Tough as it is to swallow, harsh penalties for abortion are one of the best things we can institute for the welfare of women and the preborn. Not only does abortion produce death in every circumstance, but as previously stated, abortion yields negative mental, spiritual, and physical outcomes for women. We can’t skirt the fact that if we refuse to seek justice on behalf of the murdered, we don’t really value all human life.

6. Value Life and Celebrate It

A real culture of life is comprehensive and consistent: it values human life from womb to tomb, from the preborn to the dying and disabled. Utilitarianism and “quality of life” arguments are the same from abortion to assisted suicide: they deny the inherent dignity and sanctity of human life and the fact that it is not ours to take. If we concede on any one of these fronts, we lose the fight on the others.

The support and esteem of women who give birth to and raise children with special needs should therefore be of utmost concern, and the support of terminal relatives and their caretakers (family or others). To view a child or any relative as a “burden” lays on them a guilt they should not have to carry. It not only pressures parents to consider illegal abortion, but risks a policy backslide that would open the door once again to legalize the act.

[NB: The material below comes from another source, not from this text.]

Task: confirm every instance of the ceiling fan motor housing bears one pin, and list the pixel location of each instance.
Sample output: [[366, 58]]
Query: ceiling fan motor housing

To view a child or any relative as a ‘burden’ lays on them a guilt they should not have to carry.

Although comparatively minor, we must also oppose our culture’s fecundophobia. Caring for children is an awesome responsibility, and kids aren’t to be dreaded. We should embrace the value of big families and the prudence of starting childbearing in one’s twenties, what second-wave feminists consider critical career-building years.

Babies are a joy, so make a fuss over their entrance into the world. Throw elaborate baby showers. Gift a maternity photo shoot, a new baby shoot, or a cute maternity swimsuit or dress to a struggling mom. Take a pregnant mom out for ice cream or a pedicure. Invite friends with children into your home.

Provide ongoing support after the baby is born. Drop off some diapers or offer to drive to well-baby visits. Help moms connect with other mothers through church or organizations like MOPS, which even has a group for teen moms. Offer to watch kids so their parents can have an evening out (59 percent of women seeking abortion have already given birth).

A pro-family culture makes the hard times with children a little less hard, and it could make choosing death even more unthinkable.

Although one can’t draw a causal relationship between generous parental leave policies and lower abortion rates, we should also encourage baby-friendly and mother-friendly policies in the workplace, including paid maternity and paternity leave and flex-work or work-from-home options. Both parents need time to bond with their newborns and mothers need time for their bodies to heal.

All the little things add up to a culture that’s not only comfortable with children, but welcomes them gladly. A pro-family culture makes the hard times with children a little less hard, and it could make choosing death even more unthinkable.

We need pro-life education, vigorous prosecution and sentencing, and support for adoption, for fathers, and for prolife organizations. No matter what the courts rule, abortion bans will never survive the onslaught of pro-abortion advocacy if we don’t foster a culture that cherishes human life in all its forms and stages.